Miele di Castagno

Il miele di castagno è prodotto in tutta Italia ed anche in altre zone sud europee, trasversalmente dal Portogallo all’Ucraina.
L’albero del castagno è presente in alcuni areali in grande quantità, principalmente a seguito della coltivazione per la produzione di legno, di frutti e per la produzione di tannino per la concia delle pelli. Anche dove è certa la sua presenza a seguito dell’esclusiva coltivazione (Sardegna) è ormai considerata una specie alloctona naturalizzata. È un albero molto longevo, anche oltre 500 anni, di grandi dimensioni.
Il periodo di fioritura, quindi di produzione del miele, va da fine giugno a luglio.

Caratteristiche:
  • Colore: medio-scuro, ambra scuro con riflessi rossicci e verdi. Ha una cristallizzazione molto ritardata, spesso assente. 
  • Odore: pungente, molto intenso, chimico, tannico ed erbaceo, animale, con note di china, di tabacco bagnato.
  • Aroma e sapore: in bocca è poco dolce con un amaro deciso e molto persistente. Aromi vegetali, di rabarbaro e cacao amaro, molto simili all’odore, tannico ed erbaceo.
Si tratta di un abbinamento abbastanza consueto ed ideale per chi ama i sapori decisi e amari, specialmente a fine pasto. Si tratta di prodotti che hanno entrambi persistenze gusto aromatiche molto elevate per cui si accompagnano e si rincorrono in bocca a lungo. Le note tanniche, tipiche di questo miele, bilanciano la succulenza prodotta da questa tipologia di Grana Padano durante la masticazione, così come la sua componente proteica e grassa.

Modalità di servizio:
Il consiglio è quello di servire sempre i mieli in assortimento, magari due molto diversi, e lasciare che sia il gusto di ogni commensale a stabilire la propria graduatoria di preferenza.

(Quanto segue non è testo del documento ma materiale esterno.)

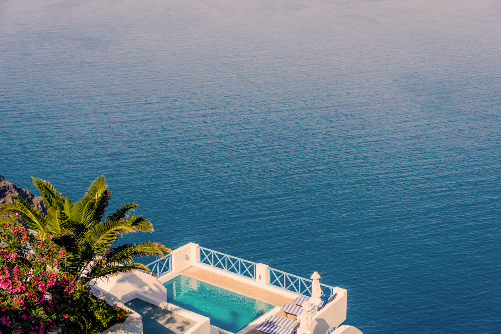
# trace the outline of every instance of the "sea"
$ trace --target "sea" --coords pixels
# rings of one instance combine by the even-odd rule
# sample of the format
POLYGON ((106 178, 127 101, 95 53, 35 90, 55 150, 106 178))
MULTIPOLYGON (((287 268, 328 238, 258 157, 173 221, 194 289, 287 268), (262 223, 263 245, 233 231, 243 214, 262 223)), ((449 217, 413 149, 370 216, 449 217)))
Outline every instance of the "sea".
POLYGON ((147 240, 348 290, 364 333, 501 332, 501 5, 2 0, 0 174, 106 177, 147 240))

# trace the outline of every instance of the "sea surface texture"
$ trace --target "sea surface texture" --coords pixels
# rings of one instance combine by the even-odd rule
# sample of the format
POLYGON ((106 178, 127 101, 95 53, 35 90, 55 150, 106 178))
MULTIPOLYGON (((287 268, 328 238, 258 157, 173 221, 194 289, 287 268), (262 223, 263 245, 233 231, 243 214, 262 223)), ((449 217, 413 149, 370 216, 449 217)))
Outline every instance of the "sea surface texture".
POLYGON ((498 1, 3 0, 0 173, 104 175, 155 232, 348 291, 364 333, 501 331, 498 1))

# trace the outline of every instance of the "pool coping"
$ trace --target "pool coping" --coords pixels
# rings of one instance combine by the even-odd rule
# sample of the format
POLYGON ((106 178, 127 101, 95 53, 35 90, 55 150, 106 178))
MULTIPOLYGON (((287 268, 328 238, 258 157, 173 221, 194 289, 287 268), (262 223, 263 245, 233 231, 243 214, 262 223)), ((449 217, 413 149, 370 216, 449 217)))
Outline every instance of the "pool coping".
MULTIPOLYGON (((165 276, 161 277, 161 278, 160 278, 159 279, 159 280, 160 281, 160 282, 162 284, 163 284, 165 283, 166 283, 167 281, 171 280, 172 279, 174 279, 174 278, 176 278, 178 276, 180 276, 181 275, 183 275, 184 276, 186 276, 190 277, 191 278, 193 278, 193 279, 197 279, 198 280, 199 280, 199 281, 201 281, 202 282, 203 282, 204 283, 205 283, 206 284, 210 284, 211 285, 213 285, 214 286, 217 286, 217 287, 219 287, 220 288, 224 289, 225 290, 227 290, 228 291, 230 291, 233 292, 233 293, 236 293, 237 294, 240 294, 241 295, 243 295, 243 296, 244 296, 245 297, 247 297, 248 298, 252 298, 252 299, 255 299, 256 300, 259 300, 260 301, 262 301, 263 302, 266 303, 267 304, 268 304, 269 305, 271 305, 274 306, 273 308, 272 308, 271 309, 270 309, 269 311, 267 311, 266 313, 263 314, 261 316, 260 316, 260 317, 259 317, 258 318, 256 318, 256 319, 255 319, 254 320, 253 320, 252 321, 251 321, 250 322, 249 322, 246 326, 245 326, 243 328, 242 328, 241 329, 240 329, 238 331, 236 332, 236 333, 233 333, 233 332, 229 331, 229 330, 226 330, 226 329, 222 329, 221 328, 217 327, 217 326, 214 326, 214 325, 212 325, 212 324, 210 325, 211 327, 213 327, 218 331, 219 331, 220 333, 222 333, 222 334, 244 334, 244 333, 246 333, 249 330, 250 330, 251 329, 252 329, 254 328, 255 328, 257 325, 258 325, 258 324, 259 324, 261 322, 263 322, 264 321, 265 319, 268 318, 269 316, 271 316, 271 315, 273 315, 274 314, 276 314, 277 312, 279 312, 280 311, 280 307, 278 306, 277 306, 276 305, 274 305, 273 304, 271 304, 271 303, 270 303, 269 302, 268 302, 267 301, 265 301, 264 300, 261 300, 260 299, 257 299, 256 298, 255 298, 254 297, 252 297, 252 296, 249 296, 249 295, 244 294, 243 293, 240 293, 240 292, 235 292, 235 291, 233 291, 232 290, 230 290, 230 289, 227 288, 226 287, 223 287, 223 286, 221 286, 218 285, 217 284, 214 284, 213 283, 209 283, 209 282, 207 282, 207 281, 204 280, 203 279, 200 279, 200 278, 198 278, 197 277, 191 277, 191 276, 189 276, 188 275, 186 275, 185 274, 183 274, 183 273, 182 273, 180 272, 175 273, 174 274, 167 275, 165 276)), ((168 300, 167 300, 167 302, 168 302, 168 300)), ((181 307, 181 306, 178 306, 177 305, 176 305, 175 304, 173 303, 172 304, 172 305, 175 305, 176 306, 177 306, 178 307, 179 307, 180 308, 182 308, 182 309, 185 309, 184 308, 182 308, 182 307, 181 307)), ((192 313, 194 313, 195 314, 198 314, 198 313, 196 313, 196 312, 193 312, 193 311, 189 311, 188 310, 186 310, 187 311, 188 311, 188 312, 191 312, 192 313)), ((205 315, 202 315, 202 314, 198 314, 198 315, 200 315, 201 316, 205 316, 205 315)), ((210 318, 209 318, 209 319, 210 319, 210 318)))

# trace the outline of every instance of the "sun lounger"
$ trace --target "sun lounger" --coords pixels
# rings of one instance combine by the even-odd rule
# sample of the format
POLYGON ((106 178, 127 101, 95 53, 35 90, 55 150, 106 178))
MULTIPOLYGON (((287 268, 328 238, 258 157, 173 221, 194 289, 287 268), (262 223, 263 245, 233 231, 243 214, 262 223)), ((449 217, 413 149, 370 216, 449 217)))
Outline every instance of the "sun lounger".
POLYGON ((295 321, 289 319, 284 319, 276 315, 272 315, 267 318, 265 320, 265 322, 271 323, 272 324, 285 328, 286 329, 290 329, 294 332, 299 326, 299 322, 295 321))
MULTIPOLYGON (((317 309, 316 310, 315 310, 316 307, 312 306, 312 315, 315 315, 315 313, 320 311, 321 309, 325 307, 326 305, 332 301, 334 298, 336 298, 336 296, 337 296, 337 293, 334 293, 333 295, 329 297, 329 299, 327 299, 327 301, 325 303, 320 304, 318 307, 317 308, 317 309)), ((296 300, 296 299, 298 299, 299 300, 299 298, 300 297, 298 297, 298 298, 295 299, 294 300, 296 300)), ((304 298, 306 297, 304 297, 304 298)), ((309 301, 309 299, 308 299, 307 301, 309 301)), ((285 313, 286 316, 287 316, 288 314, 291 314, 292 315, 294 315, 294 316, 297 316, 299 314, 301 314, 302 312, 303 312, 303 307, 298 306, 297 305, 293 305, 292 304, 286 304, 282 307, 280 307, 280 309, 282 312, 285 313)))
POLYGON ((299 322, 272 315, 258 325, 256 329, 267 334, 292 334, 298 327, 299 322))
POLYGON ((270 322, 260 323, 256 326, 256 329, 267 334, 292 334, 296 331, 295 329, 288 329, 270 322))
MULTIPOLYGON (((329 303, 331 301, 332 301, 333 299, 336 298, 336 296, 337 295, 337 294, 338 294, 337 293, 334 293, 333 295, 329 297, 329 299, 327 299, 327 301, 326 302, 323 302, 322 304, 320 304, 320 305, 319 305, 319 308, 318 308, 319 310, 320 310, 320 309, 321 309, 322 307, 327 305, 327 303, 329 303), (329 299, 330 299, 330 300, 329 300, 329 299)), ((304 296, 299 296, 299 297, 297 297, 295 299, 294 299, 294 300, 292 301, 292 302, 294 305, 297 305, 298 306, 303 306, 303 304, 307 301, 308 302, 310 301, 309 298, 308 298, 308 297, 305 297, 304 296)))

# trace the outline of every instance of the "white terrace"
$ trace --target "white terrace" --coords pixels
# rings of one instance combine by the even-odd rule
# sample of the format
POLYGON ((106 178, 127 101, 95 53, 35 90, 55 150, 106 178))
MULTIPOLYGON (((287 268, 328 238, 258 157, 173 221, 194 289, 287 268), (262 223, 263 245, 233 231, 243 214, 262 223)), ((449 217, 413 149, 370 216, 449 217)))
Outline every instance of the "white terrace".
MULTIPOLYGON (((109 302, 116 302, 133 310, 132 316, 125 322, 105 332, 230 333, 212 325, 208 317, 169 302, 163 283, 180 274, 276 306, 235 334, 257 334, 256 326, 271 315, 287 318, 281 311, 281 306, 291 303, 299 296, 309 297, 312 292, 310 279, 193 243, 173 250, 165 258, 147 266, 152 275, 137 271, 109 281, 96 282, 93 288, 95 294, 105 298, 109 302)), ((339 327, 346 319, 347 291, 320 285, 324 299, 334 294, 336 296, 313 316, 308 331, 311 334, 361 334, 353 327, 339 327)), ((200 297, 204 298, 203 296, 200 297)))

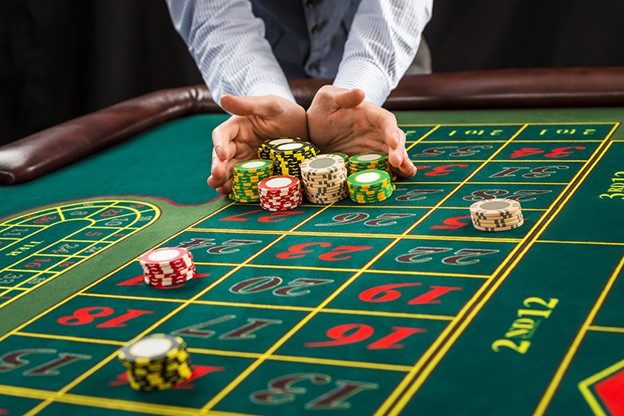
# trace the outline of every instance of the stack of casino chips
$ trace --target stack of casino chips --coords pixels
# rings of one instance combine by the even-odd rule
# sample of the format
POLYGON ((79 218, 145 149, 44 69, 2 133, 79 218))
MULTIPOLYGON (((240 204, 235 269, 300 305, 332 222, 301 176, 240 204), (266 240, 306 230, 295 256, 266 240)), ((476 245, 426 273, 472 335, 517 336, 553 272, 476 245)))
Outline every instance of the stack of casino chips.
POLYGON ((269 149, 274 149, 280 144, 292 143, 296 140, 298 139, 295 137, 280 137, 278 139, 265 140, 264 143, 262 143, 258 148, 258 157, 260 159, 271 159, 271 152, 269 151, 269 149))
POLYGON ((313 204, 331 204, 348 196, 347 166, 343 156, 321 154, 301 163, 305 194, 313 204))
POLYGON ((258 153, 260 154, 268 152, 269 159, 275 162, 276 175, 288 175, 300 178, 301 170, 299 165, 301 162, 320 153, 318 147, 298 137, 288 137, 277 140, 281 140, 282 142, 276 145, 265 142, 263 143, 265 149, 263 149, 262 146, 258 149, 258 153), (283 140, 286 139, 290 139, 291 141, 284 142, 283 140))
POLYGON ((472 225, 480 231, 509 231, 524 224, 522 207, 512 199, 486 199, 470 206, 472 225))
POLYGON ((192 375, 186 343, 180 337, 152 334, 121 348, 117 357, 133 390, 166 390, 192 375))
POLYGON ((188 282, 195 274, 190 251, 180 247, 163 247, 139 257, 145 283, 166 287, 188 282))
POLYGON ((394 192, 390 174, 385 170, 368 169, 347 178, 349 198, 360 204, 372 204, 388 199, 394 192))
POLYGON ((360 153, 349 158, 349 173, 353 174, 368 169, 390 172, 387 153, 360 153))
POLYGON ((258 202, 258 182, 273 174, 273 162, 268 159, 252 159, 237 163, 232 169, 232 192, 230 199, 237 202, 258 202))
POLYGON ((266 211, 286 211, 301 205, 303 193, 299 178, 277 175, 258 183, 260 207, 266 211))

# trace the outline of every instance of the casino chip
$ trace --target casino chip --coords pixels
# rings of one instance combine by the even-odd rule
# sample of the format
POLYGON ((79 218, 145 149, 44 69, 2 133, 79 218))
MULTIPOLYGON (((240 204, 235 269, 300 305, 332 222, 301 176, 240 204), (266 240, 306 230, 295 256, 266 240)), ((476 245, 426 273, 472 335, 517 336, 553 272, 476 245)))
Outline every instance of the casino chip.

I mieli non vanno mai messi sul formaggio prima del servizio, sia perché rappresenterebbero una scelta obbligata, sia perché il miele, caratterizzato da un’elevata pressione osmotica, tenderebbe ad assorbire i liquidi salati del formaggio con il quale entra in contatto anche nel giro di pochissimi minuti. L’invito è a provare prima i prodotti presentati da soli, quindi a testare i diversi abbinamenti. 
Il contenitore di servizio può essere una piccola salsiera o una ciotolina, con l’utilizzo di un cucchiaino per travasare il miele. Mieli liquidi e mieli cremosi possono essere utilizzati tal quali. Mieli a cristallizzazione compatta possono essere amalgamati, anticipatamente al travaso dal barattolo al contenitore di servizio, per rendere la massa malleabile, grattando dalla superficie  la quantità necessaria.

Curiosità

E’ un miele molto particolare, con note olfattive e aromatiche complesse, articolate, a volte poco gradito fuori dalle zone di produzione, ma con un gran numero di estimatori. Risulta meno amaro se le api, in concomitanza con la raccolta del nettare di castagno, bottinano anche su fioriture di tiglio, di rovo o per la presenza di melata. In questo caso il miele risultante sarà un millefiori, spesso prodotto nel periodo estivo nelle vallate alpine.
Piccole quantità caratterizzano qualsiasi pietanza, gli aromi resistono anche a seguito di un eventuale uso in cottura, abbinabile anche a carni grasse, a cioccolato fondente e a frutta.
E’ facilmente reperibile, sia nelle zone di produzione che nella grande distribuzione.